Dollarama Stock: A Strong Performance Amid Rising Costs

dollarama stock — CA news

Dollarama Inc. has demonstrated remarkable resilience in its stock performance, reporting a fourth-quarter profit of $392.5 million, or $1.43 per diluted share, for the 13-week period ending February 1. This strong financial outcome is particularly significant as the company navigates rising costs driven by global conflicts, particularly in the Middle East, which are affecting the prices of daily essentials.

Sales for the same quarter reached $2.10 billion, a notable increase from $1.88 billion in the previous year. The company’s comparable-store sales in Canada also saw a modest rise of 1.5 percent, reflecting its ability to maintain customer loyalty amidst economic pressures.

Looking ahead, Dollarama expects sales growth between three and four percent for the upcoming year, indicating a positive outlook despite the challenges posed by rising operational costs. In 2025, the company recorded total sales of $7.2 billion, up from $6.4 billion the previous year, and profits rose to $3.2 billion, compared to $2.89 billion in the prior year.

Neil Rossy, President and CEO of Dollarama, stated, “We will only pass on price increases where absolutely necessary,” highlighting the company’s commitment to maintaining affordability for its customers. However, he also acknowledged that the ongoing conflict is impacting various costs, including inbound and outbound logistics, production, and raw materials.

In a strategic move to bolster its market presence, Dollarama opened 75 new stores in Canada and seven in Australia over the past year. The company has also approved a 13.4% increase in its quarterly dividend to CA$0.12 per share, reflecting confidence in its financial stability and growth trajectory.

Analysts remain optimistic about Dollarama’s future, with projections indicating that its revenue could reach CA$9.1 billion by 2028. The company plans to open between 60 and 70 net new stores in fiscal 2027, further expanding its footprint in the retail sector.
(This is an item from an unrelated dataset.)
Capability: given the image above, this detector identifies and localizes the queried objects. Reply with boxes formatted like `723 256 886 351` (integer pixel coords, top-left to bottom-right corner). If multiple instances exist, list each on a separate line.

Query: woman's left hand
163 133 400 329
Despite these positive indicators, the slight decrease in gross margin percentage, attributed to lower margins in Australia, raises questions about the sustainability of profit levels in the face of rising costs. As Bruce Winder, a retail analyst, noted, “Dollarama is still the king in this space,” underscoring its dominant position in the market.

Details remain unconfirmed regarding the full impact of the ongoing geopolitical tensions on Dollarama’s operations and pricing strategies. As the situation evolves, stakeholders will be closely monitoring how these factors will influence the company’s performance and stock valuation in the coming months.